Meine weitere Dienstzeit ist geprägt von Seefahrt (div. Einsätzen – Operation Enduring Freedom (OEF) und ATALANTA am Horn von Afrika und im Indischen Ozean, Operation Active Endavour (OAE) im Mittelmeer, Humanitärer Hilfe Tunesien, der Operation Pegasus mit dem Ziel der Eakuierung deutscher und anderer Zivilisten aus Libyen sowie diverser Übungen und Ausbildungsreisen), Ausbildung, Inübunghaltungen sowie schulische Fortbildungen.

Die erste Verwendung in der Flotte begann 2002 auf dem Einsatzgruppenversorger (EGV) FRANKFURT AM MAIN als Sanitätsmaat. Je nach Schiffsklasse und Stellenbesetzung gehören neben dem Schiffsarzt und dem Sanitätsmeister noch Mannschaften und Unteroffiziere zum Team Schiffslazarett. Hier kommt es auf jeden Einzelnen an. Seefahrt hat mir sofort Spaß gemacht und das Arbeitsumfeld (Schiffslazarett) war hervorragend.
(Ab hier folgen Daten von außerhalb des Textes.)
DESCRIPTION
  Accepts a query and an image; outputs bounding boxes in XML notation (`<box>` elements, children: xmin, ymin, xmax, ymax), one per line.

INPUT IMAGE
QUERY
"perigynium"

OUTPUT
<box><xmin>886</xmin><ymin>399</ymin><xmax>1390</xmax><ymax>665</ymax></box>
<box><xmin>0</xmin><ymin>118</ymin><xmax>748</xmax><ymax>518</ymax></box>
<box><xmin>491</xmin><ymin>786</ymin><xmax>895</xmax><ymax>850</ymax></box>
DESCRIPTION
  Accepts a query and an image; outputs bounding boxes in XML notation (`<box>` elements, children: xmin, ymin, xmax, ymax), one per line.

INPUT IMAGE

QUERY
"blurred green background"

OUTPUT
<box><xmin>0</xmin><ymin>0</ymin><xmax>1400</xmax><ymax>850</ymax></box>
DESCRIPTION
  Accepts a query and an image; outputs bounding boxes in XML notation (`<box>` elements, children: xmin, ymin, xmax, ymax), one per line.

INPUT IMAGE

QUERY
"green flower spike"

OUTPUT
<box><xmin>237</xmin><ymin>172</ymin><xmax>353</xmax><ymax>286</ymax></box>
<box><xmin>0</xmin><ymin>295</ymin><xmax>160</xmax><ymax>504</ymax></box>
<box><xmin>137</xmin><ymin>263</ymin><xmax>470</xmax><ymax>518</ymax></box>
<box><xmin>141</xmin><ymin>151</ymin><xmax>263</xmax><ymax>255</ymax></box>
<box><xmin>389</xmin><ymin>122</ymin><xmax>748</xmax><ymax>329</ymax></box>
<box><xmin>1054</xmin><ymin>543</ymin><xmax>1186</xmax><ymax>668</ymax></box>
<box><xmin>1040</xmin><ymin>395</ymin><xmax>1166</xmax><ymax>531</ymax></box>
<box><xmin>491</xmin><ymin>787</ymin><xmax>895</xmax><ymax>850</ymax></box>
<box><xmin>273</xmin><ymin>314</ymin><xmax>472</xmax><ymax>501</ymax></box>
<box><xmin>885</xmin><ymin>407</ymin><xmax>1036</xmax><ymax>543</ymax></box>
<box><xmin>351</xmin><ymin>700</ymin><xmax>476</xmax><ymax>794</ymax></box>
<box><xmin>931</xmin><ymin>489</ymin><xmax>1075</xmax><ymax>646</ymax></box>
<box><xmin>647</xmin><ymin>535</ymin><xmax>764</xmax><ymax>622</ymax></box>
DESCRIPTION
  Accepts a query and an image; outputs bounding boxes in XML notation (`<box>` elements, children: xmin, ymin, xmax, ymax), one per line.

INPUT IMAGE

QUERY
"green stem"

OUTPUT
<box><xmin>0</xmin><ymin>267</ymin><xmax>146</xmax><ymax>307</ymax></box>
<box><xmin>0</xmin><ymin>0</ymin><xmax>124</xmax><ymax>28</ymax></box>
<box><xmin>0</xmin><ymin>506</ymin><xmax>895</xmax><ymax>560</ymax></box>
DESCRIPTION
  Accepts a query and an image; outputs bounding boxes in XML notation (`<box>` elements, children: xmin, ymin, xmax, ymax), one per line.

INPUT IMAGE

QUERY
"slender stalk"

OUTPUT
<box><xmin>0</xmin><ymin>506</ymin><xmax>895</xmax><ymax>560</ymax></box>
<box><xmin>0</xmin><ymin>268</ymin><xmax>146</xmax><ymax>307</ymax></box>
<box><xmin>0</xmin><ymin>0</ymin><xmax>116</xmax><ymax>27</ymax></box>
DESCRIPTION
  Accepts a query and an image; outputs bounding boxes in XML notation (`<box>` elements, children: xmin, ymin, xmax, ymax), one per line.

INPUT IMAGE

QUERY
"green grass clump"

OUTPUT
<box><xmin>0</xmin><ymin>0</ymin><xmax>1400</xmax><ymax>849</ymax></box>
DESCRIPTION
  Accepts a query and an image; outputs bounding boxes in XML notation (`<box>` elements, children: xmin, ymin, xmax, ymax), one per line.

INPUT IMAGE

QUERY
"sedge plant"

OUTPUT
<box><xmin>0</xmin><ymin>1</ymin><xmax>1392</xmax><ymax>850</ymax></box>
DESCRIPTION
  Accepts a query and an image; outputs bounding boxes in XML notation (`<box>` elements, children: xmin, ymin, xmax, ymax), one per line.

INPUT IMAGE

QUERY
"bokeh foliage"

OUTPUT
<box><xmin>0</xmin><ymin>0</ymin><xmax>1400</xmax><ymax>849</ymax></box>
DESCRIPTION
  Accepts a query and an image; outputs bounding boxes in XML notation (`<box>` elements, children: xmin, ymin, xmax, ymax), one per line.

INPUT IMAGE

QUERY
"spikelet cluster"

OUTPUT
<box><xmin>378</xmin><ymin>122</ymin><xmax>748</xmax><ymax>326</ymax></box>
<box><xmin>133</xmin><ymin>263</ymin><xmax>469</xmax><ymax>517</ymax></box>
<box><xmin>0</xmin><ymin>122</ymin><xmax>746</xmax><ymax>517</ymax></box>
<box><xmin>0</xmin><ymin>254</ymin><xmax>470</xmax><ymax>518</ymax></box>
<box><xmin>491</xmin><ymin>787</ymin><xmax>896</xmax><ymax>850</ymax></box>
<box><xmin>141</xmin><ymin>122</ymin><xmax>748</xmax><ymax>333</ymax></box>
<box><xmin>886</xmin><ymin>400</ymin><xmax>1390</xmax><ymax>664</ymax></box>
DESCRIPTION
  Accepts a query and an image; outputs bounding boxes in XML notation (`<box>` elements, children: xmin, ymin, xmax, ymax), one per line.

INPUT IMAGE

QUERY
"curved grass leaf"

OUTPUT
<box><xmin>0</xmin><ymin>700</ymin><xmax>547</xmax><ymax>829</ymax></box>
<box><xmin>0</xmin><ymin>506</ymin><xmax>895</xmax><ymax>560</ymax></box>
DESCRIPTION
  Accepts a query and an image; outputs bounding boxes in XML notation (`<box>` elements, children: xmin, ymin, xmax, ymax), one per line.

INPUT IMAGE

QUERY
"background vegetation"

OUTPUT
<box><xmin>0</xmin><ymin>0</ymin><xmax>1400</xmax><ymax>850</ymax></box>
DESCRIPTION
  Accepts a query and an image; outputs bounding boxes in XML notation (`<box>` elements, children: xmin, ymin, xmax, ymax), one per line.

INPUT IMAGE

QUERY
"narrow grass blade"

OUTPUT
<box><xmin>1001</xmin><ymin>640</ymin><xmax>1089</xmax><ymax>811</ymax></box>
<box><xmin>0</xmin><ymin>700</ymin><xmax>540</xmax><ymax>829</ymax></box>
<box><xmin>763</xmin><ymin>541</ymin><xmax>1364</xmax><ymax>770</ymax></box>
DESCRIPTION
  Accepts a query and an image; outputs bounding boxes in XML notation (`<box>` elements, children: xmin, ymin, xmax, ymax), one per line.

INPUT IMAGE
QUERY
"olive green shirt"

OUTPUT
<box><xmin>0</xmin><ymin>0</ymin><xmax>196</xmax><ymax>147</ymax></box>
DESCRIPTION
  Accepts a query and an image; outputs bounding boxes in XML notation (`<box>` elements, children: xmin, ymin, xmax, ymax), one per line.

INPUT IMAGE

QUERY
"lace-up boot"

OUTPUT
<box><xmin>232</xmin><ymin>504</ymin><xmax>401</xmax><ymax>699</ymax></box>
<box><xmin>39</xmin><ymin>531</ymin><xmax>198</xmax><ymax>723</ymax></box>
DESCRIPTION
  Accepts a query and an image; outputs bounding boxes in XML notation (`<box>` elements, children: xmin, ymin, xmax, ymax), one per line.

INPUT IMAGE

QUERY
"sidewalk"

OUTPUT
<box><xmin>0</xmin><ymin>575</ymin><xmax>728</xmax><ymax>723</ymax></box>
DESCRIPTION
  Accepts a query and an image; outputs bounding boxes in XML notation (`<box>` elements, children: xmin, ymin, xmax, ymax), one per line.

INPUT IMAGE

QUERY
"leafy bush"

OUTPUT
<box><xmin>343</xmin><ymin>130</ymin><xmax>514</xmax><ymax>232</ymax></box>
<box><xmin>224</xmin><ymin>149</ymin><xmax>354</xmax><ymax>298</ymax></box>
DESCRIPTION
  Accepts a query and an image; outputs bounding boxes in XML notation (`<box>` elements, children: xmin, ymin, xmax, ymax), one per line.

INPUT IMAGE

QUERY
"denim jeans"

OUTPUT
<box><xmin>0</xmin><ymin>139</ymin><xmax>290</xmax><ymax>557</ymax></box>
An Bord im Schiffslazarett wurden sofort die bis dahin durchlaufenen Ausbildungsinhalte in der Praxis vertieft. Im Grunde sehe ich die gesamte Verwendungszeit auf der Frankfurt als Ausbildungszeit Diese Zeit hat mich sehr geprägt.  In dieser Zeit wurde ich zunächst zum Instrumenteur und OP-Gehilfen ausgebildet. Neben dem theoretischen Teil an der Sanitätsakademie der Bundeswehr in München hatte ich die Gelegenheit, die praktische Tätigkeit am Bundeswehrkrankenhaus Amberg zu erlernen.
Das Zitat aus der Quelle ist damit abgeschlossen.